6. Time is the important element in any action adventure story. In fact, you get the action and adventure out of the element of time. It’s a classic formula: “We’ve only got six days to save the world!” Immediately you’ve set the reader up with a structure: there are only six days, then five, then four and finally, in the classic formula anyway, there’s only 26 seconds to save the world! Will they make it in time?
7. The whole reason you plan everything beforehand is so that when you hit a snag, a desperate moment, you’ve actually got something there on your desk that tells you what to do.
8. Once you’ve started, you keep it rolling. You can’t afford to have anything stop it. Unplug the phone and the internet, lock everyone out of the house.
9. You start off with a mystery. Every time you reveal a bit of it, you have to do something else to increase it. A good detective story will have the same thing. “My God, so that’s why Lady Carruthers’s butler Jenkins was peering at the keyhole that evening. But where was Mrs. Jenkins?”
10. In your lists, in the imagery and so on, there will be mysteries that you haven’t explained to yourself. The point is, you put in the mystery, it doesn’t matter what it is. It may not be the great truth that you’re going to reveal at the end of the book. You just think, I’ll put this in here because I might need it later. You can’t put in loads of boring exposition about something you have no idea of yourself.
11. Divide your total 60,000 words into four sections, 15,000 words apiece. Divide each into six chapters. You can scale this up or down as you like, of course, but you’ll need more days — and stamina — for longer books, and keep chapters at 2.5k max. In section one the hero will say, “There’s no way I can save the world in six days unless I start by…” Getting the first object of power, or reaching the mystic place, or finding the right sidekick, or whatever. That gives you an immediate goal, and an immediate time element, as well as an overriding time demand. With each section divided into six chapters, each chapter must then contain something which will move the action forward and contribute to that immediate goal.
12. Very often a chapter is something like: attack of the bandits — defeat of the bandits. Nothing particularly complex, but it’s another way you can achieve recognition: by making the structure of a chapter a miniature of the overall structure of the book, so everything feels coherent. The more you’re dealing with incoherence, with chaos — ie with speed — the more you need to underpin everything with simple logic and basic forms that will keep everything tight. Otherwise the thing just starts to spread out into muddle and abstraction.
Read the whole thing.

Now, did you notice something? A lot of these  super writers mention the same points over and over. Especially these three points:

1. Plan the story ahead of time, including not only the plot twists, but crucial details like sensory descriptions and exotic names. This planning phase must SEPARATE and PRIOR to the writing sessions.

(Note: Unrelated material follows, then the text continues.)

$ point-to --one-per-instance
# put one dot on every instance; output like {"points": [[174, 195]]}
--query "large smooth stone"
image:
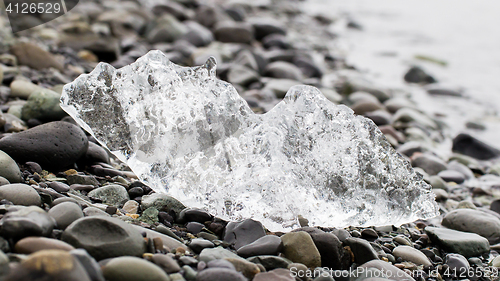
{"points": [[299, 247], [474, 221], [330, 248], [54, 265], [31, 245], [162, 202], [389, 270], [53, 145], [470, 146], [104, 237], [408, 253], [112, 194], [65, 214], [453, 241], [168, 241], [271, 262], [279, 274], [43, 105], [20, 194], [27, 221], [9, 168], [244, 232], [209, 254], [267, 245], [220, 274], [363, 251], [133, 269]]}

2. Give yourself a long period to write so you can get into the flow and keep going.

3. Lock out all distractions, including any form of communication (internet, phone, social media, relatives, spouses and offspring) so you can immerse yourself in your story.

My own notes on how to prepare scene outlines ahead of time can be found here: Scene Helper.

1 comment:

Sophie M said...

Thank you for this. It will be difficult for me to implement many of the suggestions (I am sure you understand my situation), but I will give it my best shot. Thanks again for all the input, Tara!